Myth 7: climate change means we need more organic agriculture.
Most studies show that yields under organic cultivation are little more than half what can be achieved elsewhere. Unless this figure can be hugely improved, the implication is clear; the world cannot feed its people and produce huge amounts of cellulose for fuels if large acreages are converted to organic cultivation.
Myth 8: zero carbon homes are the best way of dealing with greenhouse gas emissions from buildings.
Buildings are responsible for about half the world’s emissions, and domestic housing is the most important single source of greenhouse gases. But making a building genuinely zero carbon is extremely expensive, and just focusing on the about 1 per cent of the housing stock that is newly built each year has no effect on the remaining 99 per cent. In Germany a mixture of subsidies, cheap loans and exhortation is succeeding in getting hundreds of thousands of older properties eco-renovated each year to very impressive standards and at reasonable cost.
Myth 9: the most efficient power stations are big.
New types of tiny combined heat and power plants are able to turn about half the energy in fuel into electricity, almost matching the efficiency of huge generators. These are now small enough to be easily installed in ordinary homes. Not only will they generate electricity but the surplus heat can be used to heat the house, meaning that all the energy in gas is productively used. Some types of air conditioning can even use the heat to power their chillers in summer.
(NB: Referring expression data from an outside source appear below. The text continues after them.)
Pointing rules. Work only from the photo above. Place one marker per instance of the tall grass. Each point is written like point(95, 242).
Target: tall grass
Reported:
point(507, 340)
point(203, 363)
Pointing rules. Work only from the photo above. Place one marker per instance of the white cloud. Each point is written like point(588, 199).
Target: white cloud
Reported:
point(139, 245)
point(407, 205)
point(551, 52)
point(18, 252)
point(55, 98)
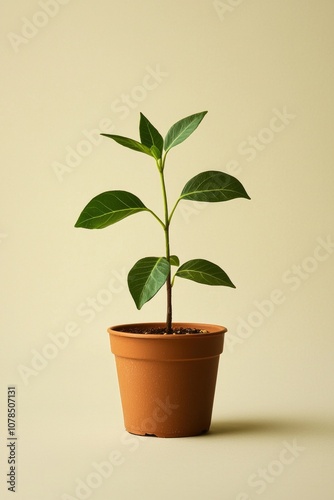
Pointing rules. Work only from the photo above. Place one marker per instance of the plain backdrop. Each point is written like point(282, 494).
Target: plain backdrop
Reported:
point(264, 71)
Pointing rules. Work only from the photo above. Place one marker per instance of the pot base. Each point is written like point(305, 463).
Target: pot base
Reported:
point(167, 383)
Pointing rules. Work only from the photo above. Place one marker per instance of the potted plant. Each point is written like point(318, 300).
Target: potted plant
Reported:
point(166, 371)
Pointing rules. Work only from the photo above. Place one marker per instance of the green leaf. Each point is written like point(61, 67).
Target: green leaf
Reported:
point(205, 272)
point(130, 143)
point(108, 208)
point(174, 260)
point(149, 136)
point(213, 186)
point(146, 278)
point(182, 129)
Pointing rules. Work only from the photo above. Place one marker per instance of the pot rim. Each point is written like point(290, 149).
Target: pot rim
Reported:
point(212, 329)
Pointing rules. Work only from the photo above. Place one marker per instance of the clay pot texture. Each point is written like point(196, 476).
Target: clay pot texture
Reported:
point(167, 382)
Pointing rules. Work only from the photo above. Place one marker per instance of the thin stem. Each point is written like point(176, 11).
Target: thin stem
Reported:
point(161, 166)
point(156, 217)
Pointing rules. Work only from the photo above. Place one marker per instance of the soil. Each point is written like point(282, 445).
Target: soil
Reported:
point(162, 331)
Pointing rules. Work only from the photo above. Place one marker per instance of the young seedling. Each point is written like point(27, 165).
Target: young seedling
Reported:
point(149, 274)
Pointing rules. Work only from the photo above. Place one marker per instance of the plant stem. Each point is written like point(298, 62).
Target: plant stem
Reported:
point(167, 243)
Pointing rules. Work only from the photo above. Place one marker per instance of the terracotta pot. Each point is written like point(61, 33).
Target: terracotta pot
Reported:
point(167, 382)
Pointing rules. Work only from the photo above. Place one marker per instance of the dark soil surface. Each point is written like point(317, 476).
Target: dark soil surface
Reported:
point(162, 331)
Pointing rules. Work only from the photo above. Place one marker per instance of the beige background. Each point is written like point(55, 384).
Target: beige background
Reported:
point(70, 68)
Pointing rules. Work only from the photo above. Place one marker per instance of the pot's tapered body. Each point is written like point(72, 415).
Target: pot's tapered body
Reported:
point(167, 382)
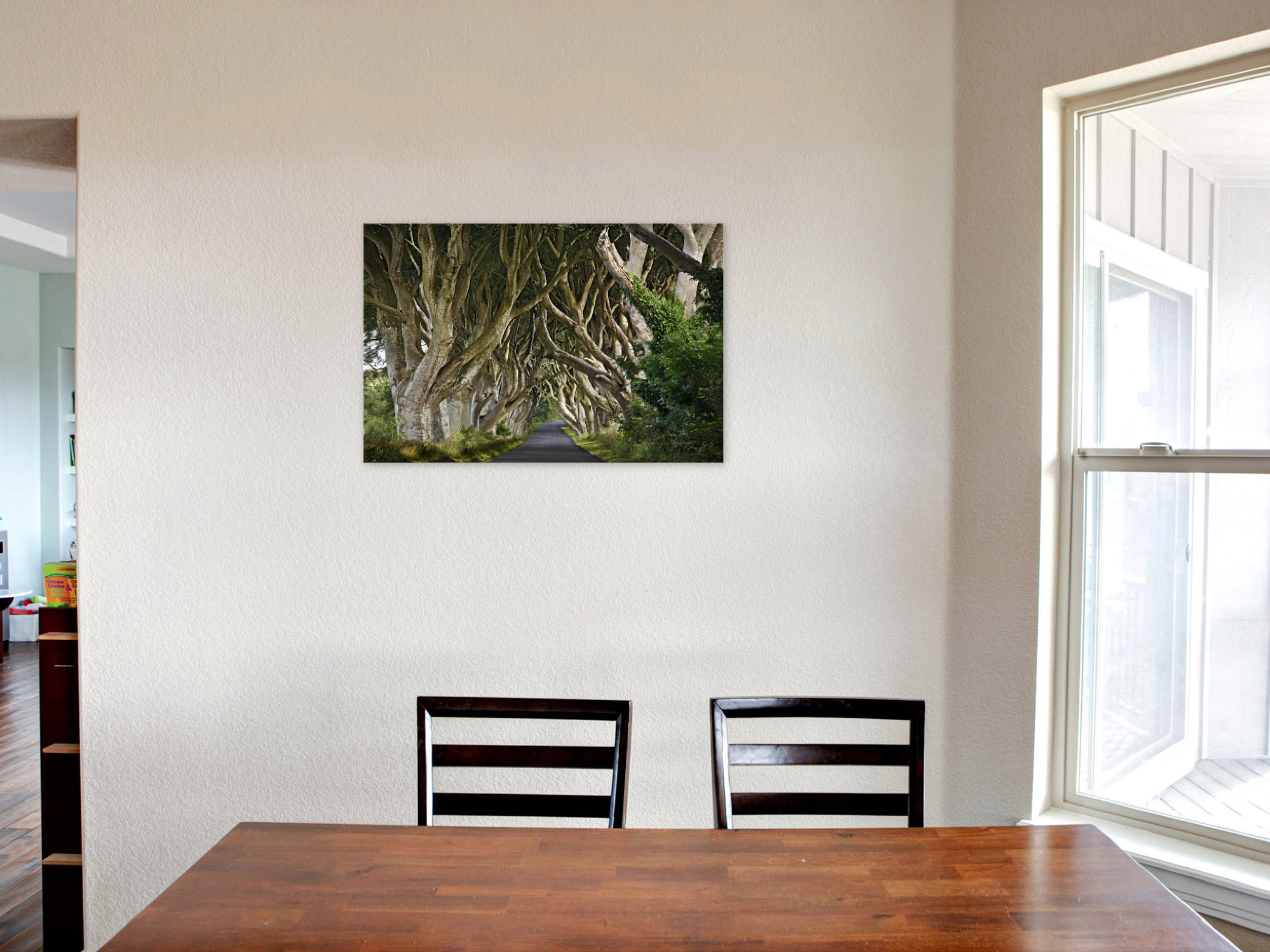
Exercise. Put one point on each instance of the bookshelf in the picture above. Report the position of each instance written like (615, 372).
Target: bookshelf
(62, 824)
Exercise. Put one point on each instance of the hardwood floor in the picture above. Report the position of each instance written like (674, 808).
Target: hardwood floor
(21, 913)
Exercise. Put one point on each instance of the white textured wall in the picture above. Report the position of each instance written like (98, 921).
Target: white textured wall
(20, 426)
(261, 609)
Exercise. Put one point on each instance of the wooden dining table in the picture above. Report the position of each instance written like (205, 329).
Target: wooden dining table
(299, 887)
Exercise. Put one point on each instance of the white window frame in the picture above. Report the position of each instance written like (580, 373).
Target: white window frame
(1076, 463)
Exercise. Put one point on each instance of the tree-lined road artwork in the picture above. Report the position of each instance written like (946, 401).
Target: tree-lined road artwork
(553, 343)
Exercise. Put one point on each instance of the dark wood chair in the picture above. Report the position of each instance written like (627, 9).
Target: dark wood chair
(727, 756)
(615, 758)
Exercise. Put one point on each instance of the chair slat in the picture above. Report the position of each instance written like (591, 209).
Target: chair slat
(521, 756)
(842, 754)
(520, 805)
(868, 709)
(858, 804)
(525, 709)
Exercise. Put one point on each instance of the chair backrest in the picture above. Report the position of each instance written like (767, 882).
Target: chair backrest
(726, 756)
(615, 758)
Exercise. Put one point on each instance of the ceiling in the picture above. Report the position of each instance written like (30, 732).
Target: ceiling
(37, 195)
(1227, 129)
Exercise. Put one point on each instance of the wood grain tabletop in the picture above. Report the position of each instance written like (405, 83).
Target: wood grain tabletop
(295, 887)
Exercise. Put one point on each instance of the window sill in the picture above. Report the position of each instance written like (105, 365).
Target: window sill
(1213, 883)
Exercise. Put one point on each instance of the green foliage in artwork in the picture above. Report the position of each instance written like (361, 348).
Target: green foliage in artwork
(679, 414)
(610, 445)
(382, 444)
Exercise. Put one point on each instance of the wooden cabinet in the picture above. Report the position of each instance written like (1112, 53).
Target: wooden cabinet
(62, 827)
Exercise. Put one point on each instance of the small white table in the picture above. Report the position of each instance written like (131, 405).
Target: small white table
(7, 598)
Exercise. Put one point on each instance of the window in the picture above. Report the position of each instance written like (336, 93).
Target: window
(1166, 456)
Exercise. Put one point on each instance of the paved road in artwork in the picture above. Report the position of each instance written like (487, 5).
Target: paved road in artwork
(549, 445)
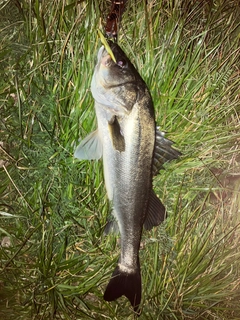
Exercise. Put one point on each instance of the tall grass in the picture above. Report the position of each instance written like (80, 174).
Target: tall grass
(55, 261)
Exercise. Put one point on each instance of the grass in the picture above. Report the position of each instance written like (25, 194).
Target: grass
(55, 261)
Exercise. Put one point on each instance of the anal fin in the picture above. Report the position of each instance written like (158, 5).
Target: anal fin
(156, 212)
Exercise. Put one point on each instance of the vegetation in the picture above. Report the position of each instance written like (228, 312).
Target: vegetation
(55, 260)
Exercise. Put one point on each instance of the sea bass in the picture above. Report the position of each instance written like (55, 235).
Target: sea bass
(133, 151)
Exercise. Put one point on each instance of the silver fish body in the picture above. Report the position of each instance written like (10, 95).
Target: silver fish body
(128, 141)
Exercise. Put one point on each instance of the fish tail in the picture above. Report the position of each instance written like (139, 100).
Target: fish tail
(125, 283)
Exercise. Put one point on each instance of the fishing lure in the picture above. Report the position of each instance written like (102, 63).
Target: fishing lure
(114, 17)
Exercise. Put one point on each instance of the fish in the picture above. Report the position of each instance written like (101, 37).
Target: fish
(133, 151)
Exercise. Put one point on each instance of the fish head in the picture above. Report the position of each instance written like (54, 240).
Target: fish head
(116, 84)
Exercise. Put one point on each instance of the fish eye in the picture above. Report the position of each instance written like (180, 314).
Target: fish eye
(122, 63)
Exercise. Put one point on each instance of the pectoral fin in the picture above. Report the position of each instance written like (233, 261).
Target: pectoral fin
(116, 135)
(156, 212)
(163, 151)
(90, 148)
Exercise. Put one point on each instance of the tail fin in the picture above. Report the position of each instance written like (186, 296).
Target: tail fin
(127, 284)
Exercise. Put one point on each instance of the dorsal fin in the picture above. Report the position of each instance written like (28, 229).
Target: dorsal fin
(163, 151)
(90, 148)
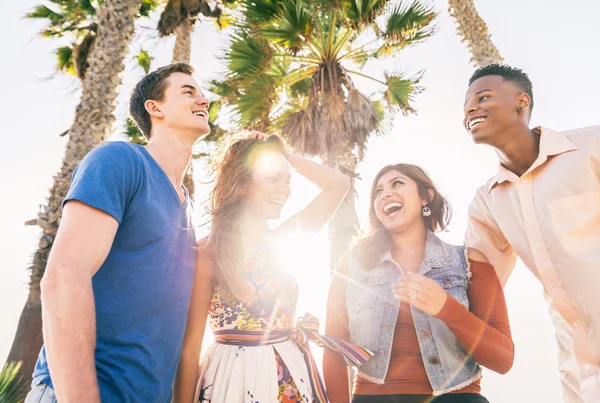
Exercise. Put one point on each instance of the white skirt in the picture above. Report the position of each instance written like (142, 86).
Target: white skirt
(232, 374)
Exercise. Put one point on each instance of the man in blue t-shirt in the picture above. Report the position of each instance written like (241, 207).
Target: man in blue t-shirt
(118, 281)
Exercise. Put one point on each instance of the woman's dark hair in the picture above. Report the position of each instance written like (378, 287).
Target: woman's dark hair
(232, 166)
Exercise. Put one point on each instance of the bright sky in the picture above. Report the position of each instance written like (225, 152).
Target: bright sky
(556, 45)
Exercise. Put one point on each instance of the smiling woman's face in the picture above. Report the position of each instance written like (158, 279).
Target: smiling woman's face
(269, 187)
(397, 202)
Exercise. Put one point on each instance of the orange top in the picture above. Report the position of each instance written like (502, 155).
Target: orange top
(483, 330)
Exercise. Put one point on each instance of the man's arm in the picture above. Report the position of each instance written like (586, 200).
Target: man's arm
(82, 243)
(485, 240)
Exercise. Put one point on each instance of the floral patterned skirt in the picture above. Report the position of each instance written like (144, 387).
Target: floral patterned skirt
(262, 374)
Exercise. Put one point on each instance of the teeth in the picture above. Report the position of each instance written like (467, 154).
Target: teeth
(475, 122)
(389, 206)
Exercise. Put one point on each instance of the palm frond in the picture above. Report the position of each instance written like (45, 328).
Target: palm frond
(146, 7)
(43, 12)
(11, 387)
(64, 59)
(262, 11)
(362, 13)
(361, 119)
(408, 24)
(133, 133)
(82, 50)
(291, 28)
(86, 5)
(301, 130)
(248, 55)
(300, 88)
(401, 91)
(144, 59)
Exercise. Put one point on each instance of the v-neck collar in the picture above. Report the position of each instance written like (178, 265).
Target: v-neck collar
(175, 193)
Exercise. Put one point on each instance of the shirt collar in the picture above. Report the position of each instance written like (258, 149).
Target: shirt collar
(551, 143)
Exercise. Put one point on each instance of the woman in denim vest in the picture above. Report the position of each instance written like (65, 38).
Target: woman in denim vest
(430, 312)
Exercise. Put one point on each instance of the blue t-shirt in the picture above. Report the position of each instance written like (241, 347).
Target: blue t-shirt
(142, 290)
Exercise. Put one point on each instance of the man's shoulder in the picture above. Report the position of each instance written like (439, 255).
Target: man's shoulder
(583, 137)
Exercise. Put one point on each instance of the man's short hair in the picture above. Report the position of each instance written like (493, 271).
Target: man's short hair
(511, 74)
(152, 86)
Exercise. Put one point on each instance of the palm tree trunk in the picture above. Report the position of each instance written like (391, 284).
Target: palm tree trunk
(474, 33)
(93, 123)
(183, 42)
(344, 224)
(181, 54)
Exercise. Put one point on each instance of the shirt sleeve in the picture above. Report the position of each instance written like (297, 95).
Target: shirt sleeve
(484, 234)
(106, 179)
(335, 372)
(484, 330)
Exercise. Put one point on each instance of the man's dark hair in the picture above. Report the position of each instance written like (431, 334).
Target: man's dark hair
(152, 86)
(511, 74)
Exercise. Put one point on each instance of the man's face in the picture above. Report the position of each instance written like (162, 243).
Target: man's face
(491, 109)
(184, 107)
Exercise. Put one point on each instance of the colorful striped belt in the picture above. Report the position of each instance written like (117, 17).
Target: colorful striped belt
(307, 328)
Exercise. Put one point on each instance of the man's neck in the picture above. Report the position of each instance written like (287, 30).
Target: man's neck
(520, 150)
(172, 154)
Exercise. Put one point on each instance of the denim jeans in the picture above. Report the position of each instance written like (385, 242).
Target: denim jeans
(41, 393)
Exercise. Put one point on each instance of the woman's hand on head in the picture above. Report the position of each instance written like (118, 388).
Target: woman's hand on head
(421, 292)
(256, 135)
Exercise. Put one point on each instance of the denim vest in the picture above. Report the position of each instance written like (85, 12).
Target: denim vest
(373, 312)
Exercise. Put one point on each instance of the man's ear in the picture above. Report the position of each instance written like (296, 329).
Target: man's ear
(430, 193)
(524, 101)
(153, 108)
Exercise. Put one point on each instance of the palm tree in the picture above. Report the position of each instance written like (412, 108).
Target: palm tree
(290, 68)
(11, 387)
(114, 26)
(179, 18)
(474, 33)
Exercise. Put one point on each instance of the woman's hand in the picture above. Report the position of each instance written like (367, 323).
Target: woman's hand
(421, 292)
(256, 135)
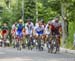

Myth 10: all proposed solutions to climate change need to be hi-tech.
The advanced economies are obsessed with finding hi-tech solutions to reducing greenhouse gas emissions. Many of these are expensive and may create as many problems as they solve. Nuclear power is a good example. But it may be cheaper and more effective to look for simple solutions that reduce emissions, or even extract existing carbon dioxide from the air.